Trains the mind as well as the body…
Joe Friel says that the three most ignored areas of training are movement economy, nutrition, and psychological skills and I agree completely.  Developing stronger psychological skills is not just for athletes with “problems” any more than training is just for athletes with weak bodies.  Any good coach addresses attitudes, beliefs, self-talk, psychological mode, and works to train the athlete mentally, emotionally, and spiritually as well as physically.  See how a prospective coach responds to questions in this realm before hiring him.

Listens before he speaks…
One of Steven Covey’s Seven Habits of Highly Successful People is “Seek First to Understand, Then To Be Understood”.  As a coach who has worked for years to build this storehouse of knowledge, it is so tempting to, in a well-meaning way, throw that knowledge at anything that moves.  In college, I had a professor that requires the entire class, at the beginning of the semester, to write in huge letters across the top of every page in our notebooks, “Understand the Problem”.  That was a powerful lesson for me.  Just as doctors must diagnose before they prescribe, make sure a prospective coach hears you out thoroughly before offering solutions.  Knowledgeable, but inexperienced coaches will want so badly to help you with their information that they won’t listen for long enough to be able to know which of their knowledge will help.

YOUR Lifestyle…
Every athlete varies in the investment we want to make in our sport.  As a professional coach, it is easy to assume that an athlete making the investment in hiring a coach wants to invest a huge amount of time and dedicate his life to the sport.  Many of my clients are not elites who train twenty-five hours per week, but busy executives who balance long hours at the office, a spouse, children, church, and other civic responsibilities.  Some even want to relax for at least a half-hour a week.  Be sure that you chose a coach who will be on the same page with where the sport fits in your life.

You get what you pay for…
Like any business, coaches charge as much as the market will bear.  If you pay a Yugo price, you’ll get Yugo service.  You obviously need to work within your budget, but understand that a coach who charges high rates can do so for a reason.  What seems too good to be true, probably is.  I’ve been a full-time professional coach for 22 years.  In that time, I’ve written hundreds of articles.  When I client has a question, I probably have a three-page article that I spent a week researching and writing.  I can provide real value to the client in the time it takes to click “attach”.  A less experienced coach can spend more time with you, but even if she’s willing to spend two hours a day with you, she can’t give you the benefit of knowledge and experience that she doesn’t have.

Do your homework…
Signing on with a running, cycling, or triathlon coach is a gigantic commitment.  Be sure to do the research to determine who is right for you.  Spend time on the company’s website, check with references, and have a meeting with the coach in which an extensive checklist is covered.

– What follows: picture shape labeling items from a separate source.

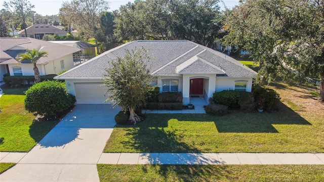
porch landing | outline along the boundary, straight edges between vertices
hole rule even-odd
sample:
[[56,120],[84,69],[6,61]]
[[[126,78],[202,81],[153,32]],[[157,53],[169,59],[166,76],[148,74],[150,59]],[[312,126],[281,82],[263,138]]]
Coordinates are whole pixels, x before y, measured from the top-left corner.
[[143,110],[142,114],[206,114],[204,106],[207,106],[208,103],[203,96],[197,98],[190,98],[190,103],[194,106],[194,109],[183,109],[181,110]]

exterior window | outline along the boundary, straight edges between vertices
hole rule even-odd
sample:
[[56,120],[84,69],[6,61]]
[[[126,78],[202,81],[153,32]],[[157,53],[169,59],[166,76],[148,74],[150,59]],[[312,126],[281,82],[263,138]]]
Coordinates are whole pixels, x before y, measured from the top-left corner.
[[235,83],[235,90],[239,91],[247,91],[248,82],[237,82]]
[[177,79],[164,79],[162,84],[162,92],[178,92],[179,80]]
[[22,76],[22,71],[21,70],[21,68],[20,67],[13,68],[13,70],[14,71],[14,75]]
[[61,61],[60,62],[61,63],[61,69],[64,68],[64,60],[61,60]]

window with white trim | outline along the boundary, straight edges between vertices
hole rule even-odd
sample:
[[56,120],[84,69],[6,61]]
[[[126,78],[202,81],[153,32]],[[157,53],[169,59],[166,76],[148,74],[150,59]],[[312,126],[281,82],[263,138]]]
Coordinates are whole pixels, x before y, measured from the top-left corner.
[[178,92],[179,80],[165,79],[162,80],[162,92]]
[[22,76],[22,70],[21,67],[15,67],[12,68],[14,75],[15,76]]
[[61,69],[64,69],[64,60],[61,60],[60,61],[60,63],[61,63]]
[[239,91],[247,91],[247,86],[248,85],[248,82],[235,82],[235,90]]

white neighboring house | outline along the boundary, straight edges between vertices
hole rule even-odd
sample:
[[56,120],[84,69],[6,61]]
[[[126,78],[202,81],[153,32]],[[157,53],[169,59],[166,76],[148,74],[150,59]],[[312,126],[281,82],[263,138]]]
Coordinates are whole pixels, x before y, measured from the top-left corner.
[[[136,40],[125,43],[56,76],[65,79],[77,104],[103,104],[107,88],[103,83],[108,62],[123,57],[126,50],[143,48],[155,58],[150,61],[152,82],[160,92],[181,92],[184,104],[190,96],[206,101],[215,92],[237,89],[251,92],[257,73],[228,55],[188,40]],[[105,103],[109,104],[109,102]]]
[[0,38],[0,75],[3,81],[5,73],[11,76],[34,75],[33,64],[27,61],[22,63],[15,59],[20,53],[26,50],[44,47],[42,51],[48,53],[47,57],[39,59],[36,64],[41,76],[57,74],[62,70],[68,70],[74,67],[73,54],[80,49],[60,45],[30,37]]
[[96,57],[95,46],[80,40],[49,41],[50,42],[77,48],[81,51],[73,54],[74,65],[76,66]]
[[[45,34],[57,35],[59,36],[66,36],[67,32],[63,30],[54,25],[47,24],[36,24],[26,28],[27,36],[38,39],[42,39]],[[20,37],[26,36],[25,29],[18,32]]]

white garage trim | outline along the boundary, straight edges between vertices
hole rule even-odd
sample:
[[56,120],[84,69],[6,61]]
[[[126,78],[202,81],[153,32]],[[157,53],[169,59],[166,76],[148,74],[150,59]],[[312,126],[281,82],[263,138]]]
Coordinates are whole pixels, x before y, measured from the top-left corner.
[[77,104],[110,104],[108,101],[104,103],[109,95],[105,92],[108,89],[106,86],[99,86],[102,82],[74,83],[75,99]]

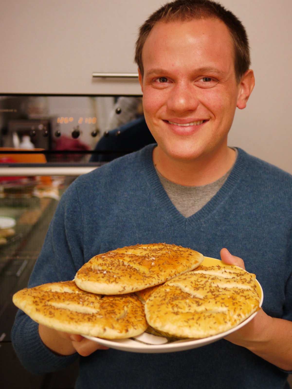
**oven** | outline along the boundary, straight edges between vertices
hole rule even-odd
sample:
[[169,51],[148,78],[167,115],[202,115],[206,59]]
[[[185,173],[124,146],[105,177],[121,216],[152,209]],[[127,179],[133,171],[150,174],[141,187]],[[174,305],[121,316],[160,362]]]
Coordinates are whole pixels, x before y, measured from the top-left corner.
[[68,186],[154,142],[141,96],[0,96],[0,387],[74,387],[77,362],[41,376],[21,365],[10,338],[12,296],[27,286]]

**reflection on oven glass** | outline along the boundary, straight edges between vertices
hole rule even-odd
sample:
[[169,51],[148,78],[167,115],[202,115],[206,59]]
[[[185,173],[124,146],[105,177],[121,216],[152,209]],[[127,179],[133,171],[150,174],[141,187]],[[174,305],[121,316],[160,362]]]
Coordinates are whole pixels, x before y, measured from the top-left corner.
[[0,96],[2,151],[40,149],[47,162],[102,161],[154,142],[141,96]]

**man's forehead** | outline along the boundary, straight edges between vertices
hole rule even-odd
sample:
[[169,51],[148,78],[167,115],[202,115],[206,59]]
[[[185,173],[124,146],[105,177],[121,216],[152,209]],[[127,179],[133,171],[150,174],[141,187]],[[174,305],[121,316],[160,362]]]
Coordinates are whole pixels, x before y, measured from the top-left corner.
[[222,55],[230,53],[230,49],[233,61],[233,39],[227,26],[220,19],[208,18],[186,21],[159,21],[145,41],[142,51],[143,61],[150,55],[158,54],[160,50],[184,55],[188,54],[187,49],[203,50],[205,44],[208,45],[209,51],[217,49]]
[[[153,58],[160,58],[163,64],[163,56],[169,54],[186,57],[190,50],[193,51],[194,61],[197,53],[204,52],[206,56],[216,54],[221,59],[224,56],[226,61],[230,60],[234,65],[234,45],[229,29],[220,19],[207,18],[186,21],[160,21],[156,23],[143,48],[143,66],[146,63],[149,64]],[[161,67],[157,65],[158,67]]]

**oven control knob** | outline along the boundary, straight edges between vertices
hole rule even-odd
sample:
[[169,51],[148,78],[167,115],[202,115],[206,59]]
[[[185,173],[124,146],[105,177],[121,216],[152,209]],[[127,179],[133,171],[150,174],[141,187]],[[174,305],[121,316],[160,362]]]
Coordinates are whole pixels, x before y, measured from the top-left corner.
[[72,131],[72,138],[74,138],[74,139],[76,139],[80,135],[80,131],[79,130],[79,127],[78,126],[74,128]]
[[94,130],[91,133],[91,137],[93,137],[93,138],[95,138],[95,137],[97,136],[97,134],[99,133],[99,130]]

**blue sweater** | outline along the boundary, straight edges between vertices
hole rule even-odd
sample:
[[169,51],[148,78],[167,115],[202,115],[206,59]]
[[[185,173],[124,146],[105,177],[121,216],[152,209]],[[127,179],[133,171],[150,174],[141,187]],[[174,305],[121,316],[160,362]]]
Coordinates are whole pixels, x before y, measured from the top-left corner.
[[[262,286],[269,315],[292,320],[292,178],[239,149],[227,180],[200,211],[186,218],[163,189],[153,145],[76,179],[64,194],[29,286],[72,279],[93,256],[155,242],[220,258],[226,247],[243,258]],[[41,373],[77,357],[42,343],[37,324],[19,311],[12,331],[23,365]],[[113,349],[81,358],[78,389],[276,389],[287,374],[247,349],[222,340],[194,350],[142,354]]]

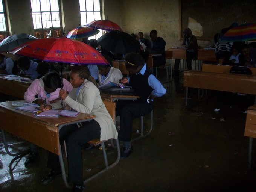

Don’t ignore the subjective…
Who is right for you will include both objective and subjective aspects.  Make sure you cover the checklist of items discussed in this article, but check in about the subjective too.  Does he give you energy?  Do you leave the workouts or meetings smiling and feeling good?  Does he seem to get what you’re after in the sport?  Does he know when you need a pat on the back and when you need a kick in the butt?

Working with a highly qualified coach can be one of the best investments you’ll ever make.  Good luck!